Zoomers, in my view, seem to possess a preternatural hyper-awareness that any promise made by anyone who has something they can take from you is good for nothing. Some people say “Zoomers don’t give a shit” like it’s supposed to be an insult. HA. No. I see what’s really happening. They’re jealous. Giving a shit was a mistake. It was a mistake we Doomers made. And I am pleased, if not in awe, when I see Zoomers not falling for the bait. You have largely withdrawn yourselves from the rat race, and now it’s running out of rats. Maybe now those fucking rats can finally starve holed up and isolated in their mazes. You, meanwhile, may very well build a better way to live. And whether or not I get to participate, I love to see it.
Go get 'em, Zoomers.
dunno man. maybe that hyper-awarness shit is true, but i am overwhelmed by it. i fucking hate this government, the bullshit that they feed us, the lies, the invigilation, all of it. it makes me sick. this world sucks so fucking much and i feel pretty hopeless about it, which is infuriating. i wish i was born earlier
Tell you something homie:
Having no hope is, in my opinion, better than having false hope. You aren’t waiting around for some external savior to recognize that you’re struggling and swoop in to rescue you. You know that anything you get will arrive to you only by clawing it from the cold dead hands of the elders.
Yeah it sounds bleak but realize this: THEY don’t know that.
THEY, those fucking parasite boomers in their ivory towers, think you’re just like the millennial doomers who will roll over obediently and then do no worse than look sad and make sad noises when we get cheated ALL OVER AGAIN.
When they turned their back on US, we stayed docile, simpering, begging. When they turn their back on YOU, you are going to stab them thirty six times, slash their throats, and dig out their organs with a shiv fashioned out of one of their precious participation trophies, and eat them raw and howling.

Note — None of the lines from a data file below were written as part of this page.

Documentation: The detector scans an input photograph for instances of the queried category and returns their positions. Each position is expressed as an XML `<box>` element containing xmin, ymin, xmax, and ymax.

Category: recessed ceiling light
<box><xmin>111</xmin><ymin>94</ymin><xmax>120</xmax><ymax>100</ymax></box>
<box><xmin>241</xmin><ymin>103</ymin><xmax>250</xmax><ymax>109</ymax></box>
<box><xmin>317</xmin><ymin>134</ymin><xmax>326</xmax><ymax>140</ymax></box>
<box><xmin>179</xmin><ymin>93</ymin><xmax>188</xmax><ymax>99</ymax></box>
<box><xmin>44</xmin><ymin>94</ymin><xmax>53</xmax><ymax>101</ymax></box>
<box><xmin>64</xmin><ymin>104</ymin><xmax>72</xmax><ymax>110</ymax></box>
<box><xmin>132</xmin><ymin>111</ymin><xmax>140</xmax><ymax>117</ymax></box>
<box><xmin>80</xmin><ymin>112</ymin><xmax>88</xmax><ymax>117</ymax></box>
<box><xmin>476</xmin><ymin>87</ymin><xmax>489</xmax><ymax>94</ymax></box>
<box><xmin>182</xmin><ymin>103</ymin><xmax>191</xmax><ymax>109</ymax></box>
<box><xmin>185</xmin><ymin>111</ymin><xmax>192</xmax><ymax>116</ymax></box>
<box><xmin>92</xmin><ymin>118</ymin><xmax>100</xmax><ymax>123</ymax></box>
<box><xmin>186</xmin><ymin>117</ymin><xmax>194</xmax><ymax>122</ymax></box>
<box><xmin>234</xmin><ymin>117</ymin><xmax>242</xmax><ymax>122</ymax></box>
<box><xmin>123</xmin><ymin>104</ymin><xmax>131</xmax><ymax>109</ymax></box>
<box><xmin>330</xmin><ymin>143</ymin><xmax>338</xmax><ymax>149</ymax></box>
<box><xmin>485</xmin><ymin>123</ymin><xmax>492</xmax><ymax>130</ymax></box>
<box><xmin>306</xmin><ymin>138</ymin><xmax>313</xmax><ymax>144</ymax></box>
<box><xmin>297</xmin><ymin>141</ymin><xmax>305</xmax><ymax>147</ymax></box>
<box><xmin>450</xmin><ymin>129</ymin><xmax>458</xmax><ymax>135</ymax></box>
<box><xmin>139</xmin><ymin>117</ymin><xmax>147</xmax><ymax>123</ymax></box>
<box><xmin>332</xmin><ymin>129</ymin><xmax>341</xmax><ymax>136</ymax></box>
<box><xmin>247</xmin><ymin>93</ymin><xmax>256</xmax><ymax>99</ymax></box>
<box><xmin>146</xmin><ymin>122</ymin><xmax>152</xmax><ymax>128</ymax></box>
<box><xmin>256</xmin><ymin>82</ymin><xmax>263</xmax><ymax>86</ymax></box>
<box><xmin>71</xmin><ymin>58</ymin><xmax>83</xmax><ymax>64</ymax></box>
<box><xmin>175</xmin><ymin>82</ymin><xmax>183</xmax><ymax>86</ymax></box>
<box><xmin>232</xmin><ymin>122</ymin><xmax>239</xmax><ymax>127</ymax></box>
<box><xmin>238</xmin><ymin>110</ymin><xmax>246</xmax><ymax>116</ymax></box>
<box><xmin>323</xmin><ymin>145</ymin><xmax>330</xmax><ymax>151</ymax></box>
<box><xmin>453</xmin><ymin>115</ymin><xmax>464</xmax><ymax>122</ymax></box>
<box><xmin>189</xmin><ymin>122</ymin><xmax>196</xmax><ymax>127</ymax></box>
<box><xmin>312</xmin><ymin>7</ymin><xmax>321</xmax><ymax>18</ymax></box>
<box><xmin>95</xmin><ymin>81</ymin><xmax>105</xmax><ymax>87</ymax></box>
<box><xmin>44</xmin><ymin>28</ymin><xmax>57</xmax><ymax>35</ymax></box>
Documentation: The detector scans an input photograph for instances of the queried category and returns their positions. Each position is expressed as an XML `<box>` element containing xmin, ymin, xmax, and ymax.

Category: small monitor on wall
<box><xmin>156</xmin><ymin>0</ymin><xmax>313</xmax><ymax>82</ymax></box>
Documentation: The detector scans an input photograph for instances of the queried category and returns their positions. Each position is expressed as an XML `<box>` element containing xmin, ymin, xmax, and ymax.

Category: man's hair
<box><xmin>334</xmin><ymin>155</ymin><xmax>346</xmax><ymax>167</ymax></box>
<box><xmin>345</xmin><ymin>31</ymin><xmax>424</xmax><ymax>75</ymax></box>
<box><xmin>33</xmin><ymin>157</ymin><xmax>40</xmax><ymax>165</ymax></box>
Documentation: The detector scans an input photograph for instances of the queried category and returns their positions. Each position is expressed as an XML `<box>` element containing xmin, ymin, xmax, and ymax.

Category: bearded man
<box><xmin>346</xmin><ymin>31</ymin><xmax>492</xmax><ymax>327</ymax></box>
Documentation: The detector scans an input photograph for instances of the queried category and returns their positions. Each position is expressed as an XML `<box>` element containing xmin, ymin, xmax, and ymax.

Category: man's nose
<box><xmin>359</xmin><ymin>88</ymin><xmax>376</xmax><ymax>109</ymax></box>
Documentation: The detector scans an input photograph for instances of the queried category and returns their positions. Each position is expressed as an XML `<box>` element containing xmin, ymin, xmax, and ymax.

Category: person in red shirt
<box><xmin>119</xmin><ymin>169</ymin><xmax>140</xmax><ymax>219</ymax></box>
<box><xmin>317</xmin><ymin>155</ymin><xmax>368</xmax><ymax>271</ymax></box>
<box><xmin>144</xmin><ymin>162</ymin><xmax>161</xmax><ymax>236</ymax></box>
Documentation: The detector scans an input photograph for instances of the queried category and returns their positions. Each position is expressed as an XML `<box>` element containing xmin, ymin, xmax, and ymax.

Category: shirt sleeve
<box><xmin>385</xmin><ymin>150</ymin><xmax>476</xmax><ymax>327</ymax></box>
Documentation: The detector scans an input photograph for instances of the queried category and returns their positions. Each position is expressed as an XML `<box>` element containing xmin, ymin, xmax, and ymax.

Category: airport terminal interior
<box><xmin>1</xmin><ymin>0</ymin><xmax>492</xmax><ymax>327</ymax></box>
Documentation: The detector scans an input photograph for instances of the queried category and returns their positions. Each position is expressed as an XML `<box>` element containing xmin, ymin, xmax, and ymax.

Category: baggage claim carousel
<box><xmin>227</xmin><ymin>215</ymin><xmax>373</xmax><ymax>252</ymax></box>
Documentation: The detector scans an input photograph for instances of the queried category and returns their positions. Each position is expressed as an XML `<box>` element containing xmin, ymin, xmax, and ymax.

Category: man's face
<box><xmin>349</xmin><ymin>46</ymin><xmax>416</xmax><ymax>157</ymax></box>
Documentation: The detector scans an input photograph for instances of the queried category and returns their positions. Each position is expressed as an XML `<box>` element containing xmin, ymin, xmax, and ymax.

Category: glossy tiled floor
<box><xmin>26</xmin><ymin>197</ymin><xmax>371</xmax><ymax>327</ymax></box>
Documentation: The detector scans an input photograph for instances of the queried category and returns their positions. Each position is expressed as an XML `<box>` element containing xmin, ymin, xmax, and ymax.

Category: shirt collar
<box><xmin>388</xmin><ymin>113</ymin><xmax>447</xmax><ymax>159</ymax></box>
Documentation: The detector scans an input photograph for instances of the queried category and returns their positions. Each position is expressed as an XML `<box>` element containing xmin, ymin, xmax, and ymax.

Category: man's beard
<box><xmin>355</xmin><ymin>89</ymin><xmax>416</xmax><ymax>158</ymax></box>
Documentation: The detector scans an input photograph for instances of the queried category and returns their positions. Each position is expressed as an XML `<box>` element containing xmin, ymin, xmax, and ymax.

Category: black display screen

… Or at least some of you will. And I for one hope that when it starts happening, we doomers will either stay out of the way, or for ONCE in our FUCKING LIVES stand up to protect you from the death throes of the worst generation.
You have it in you. It’s growing. Keep feeding it.
I’m also Gen Z and this was me for a while as well. Something that really helped me is not focusing as much on all of the million things going wrong that are way out of my control, and taking smaller steps wherever I can to try to make things better. That shift in perspective has made a lot of things more manageable and less overwhelming even if I still ultimately have the same negative outlook on everything that’s going on right now.
Yes, watching people die on tv does sound much worse than being drafted for Vietnam or living with the daily thought that Russia had a bomb and we could all die any day.
NOBODY WAS DRAFTED INTO VIETNAM WHEN THEY WERE FUCKING TWELVE DIPSHIT
AND, MOTHER FUCKER, YOU DO NOT GET TO INSINUATE THAT THE “DUCK AND COVER” CARTOONS WERE SOMEHOW MORE TRAUMATIZING THAN CODE GRAY DRILLS, LET ALONE SOME PEOPLE ACTUALLY DIRECTLY EXPERIENCING ACTUAL FUCKING SCHOOL SHOOTINGS
FUCK. OFF. IN. HELL.
at least Vietnam veterans could afford a fucking home when they got back
You know what, STAY fucked off. I don’t need filth like you in my feed. BLOCKED.